The cross-load diagram looks good overall but the +12V voltage sags 3-4% below the nominal value under load. That’s quite a lot. A top-end graphics card may prove sensitive to such sagging even though it remains within the allowable 5% limit. On the other hand, I don’t think anyone will use a junior model of an inexpensive PSU to power up a top-performance graphics card. The +5V voltage bottoms out under high loads as well, yet that’s not critical since there just can’t be a high load on the +5V rail in a modern PC.
The diagrams for the 350W and 400W models are almost the same. It is only at greatly misbalanced loads that the voltages violate the allowable limits, but the +12V and +5V voltages sag when the respective power rail is under high load.
The output voltage ripple is similar between the PSUs, so the diagram above is for the senior model at its full load of 400W. The ripple is within the norm, twice lower than the permissible limit on every power rail.
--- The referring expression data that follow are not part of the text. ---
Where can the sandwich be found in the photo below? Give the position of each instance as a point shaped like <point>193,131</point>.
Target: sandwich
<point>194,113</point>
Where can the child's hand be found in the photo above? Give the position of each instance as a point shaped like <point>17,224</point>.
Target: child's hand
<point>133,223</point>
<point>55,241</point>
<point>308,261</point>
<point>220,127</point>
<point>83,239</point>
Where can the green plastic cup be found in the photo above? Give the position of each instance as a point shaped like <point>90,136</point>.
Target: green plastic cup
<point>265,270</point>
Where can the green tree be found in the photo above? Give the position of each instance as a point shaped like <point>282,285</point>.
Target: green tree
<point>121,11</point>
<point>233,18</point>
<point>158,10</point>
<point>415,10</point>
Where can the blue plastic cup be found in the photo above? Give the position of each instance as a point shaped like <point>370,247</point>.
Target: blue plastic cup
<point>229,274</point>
The PSUs are equipped with identical fans (ARX FD1212-S3112E) and have identical noise characteristics as the consequence. By the way, that’s another refutation of the myth that a higher-wattage PSU is always quieter than a lower-wattage one.
The fan is working at a constant speed at loads below 200W and then accelerates in a linear manner. The PSUs are average in terms of noisiness. The initial speed of the fan is rather low (yet it is lower by some 200rpm in the really quiet PSUs) but, unfortunately, ARX fans are rarely good quality. You often get a sample with noisy bearings or an imprecisely balanced impeller.
The PSUs have an efficiency of slightly over 80% at the maximum, but the average efficiency is good, especially for inexpensive entry-level PSUs. The power factor is a little over 0.65 as you can expect from PSUs without power factor correction.
So, InWin has begun a mass production of power supplies that comply with today’s requirements such as the ATX 12V 2.0 standard, a modern circuit design including a specialized PWM controller in the standby source, an acceptable selection of cables and connectors. Still, these PSUs are rather meant for mainstream and entry-level PC systems. They are not exceptional in terms of electrical parameters or noise level, but can do quite well in an office PC or in a home PC of an undemanding user especially as they sell not only individually but also in InWin system cases, which have an appealing price/quality ratio.